I can even visualize a strategy to mobilize student activists: What about setting up give-away tables around college campuses, offering free lip balm, dental floss, and condoms? Students are bombarded by product giveaways all the time—but what if the twist is that it’s a give-away for PFAS! “Get your free forever chemicals!” shout the students. That’d get students thinking—and hopefully organize them to plug into bigger corporate campaigns to get companies to commit to phasing out PFAS from their products, legal campaigns to sue for action, and legislative campaigns to pressure state and national governments to pass laws to phase out the production of all PFAS chemicals and hold producers and users liable for their cleanup.

Ultimately, to truly solve the PFAS problem, regulators around the world will need to ban these substances—period. Perhaps that sounds like a naïve statement, like ‘we need to move beyond fossil fuels,’ when the entire global economy runs on them.7 But considering that pesticides, dental floss, condoms, and clothes at one point didn’t have PFAS in them, I don’t think it’s a stretch to return to those designs. However, to get back to those good ol’ days is going to take more than just some creative organizing but a serious and prolonged fight.
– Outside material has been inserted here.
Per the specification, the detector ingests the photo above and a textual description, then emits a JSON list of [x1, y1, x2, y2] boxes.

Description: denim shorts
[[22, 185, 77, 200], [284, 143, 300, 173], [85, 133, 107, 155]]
Coming soon to a college campus near you? (Microsoft’s AI Image Generator was happy to generate students tabling and giving away dental floss, but condoms crossed the line—fortunately, they were easy enough to crop in!)

Endnotes

1) This report is one of several from Mamavation. Other focal points of their analyses include soft contact lenses (PFAS in your eyes!); sanitary pads and tampons; and lip balm.

2) And not just agricultural pesticides, but pesticides to kill mosquitoes (for those who have yards or play in parks) and to kill fleas (for pet owners).

3) To be fair, while covering up the extent of the problem, the EPA has been trying to address PFAS, as this list of actions over the past few years demonstrates. But not in the comprehensive way necessary to solve the growing PFAS crisis.

4) Though in others, like North Carolina, where 3.4 million residents are exposed to PFAS in the water, pressure by the North Carolina Chamber of Commerce has delayed PFAS rules.

5) Speaking of lawsuits, PEER filed a new lawsuit last week to get EPA to halt the manufacture and distribution of tens of millions of plastic containers with dangerous levels of a PFAS (PFOA) to make them more durable.

6) Speaking of media, I thought immediately how great it’d be if Jon Oliver grappled with the topic of PFAS, but he already did, back in 2021 on Last Week Tonight! It’s definitely worth the watch.

7) Offering a tad more fairness in this rant on fluorinated stupidity, a Chemours spokesperson, in a recent podcast, argued how essential fluorinated chemicals are to (gag) “a sustainable future,” for example in industrial applications like making hydrogen. Perhaps that’s true, and it is defensible to use PFAS in some limited (non-substitutable) industrial uses (in a safe and completely controlled way to avoid releases to the environment) but certainly not as an ingredient in pesticides, being sprayed directly into the environment!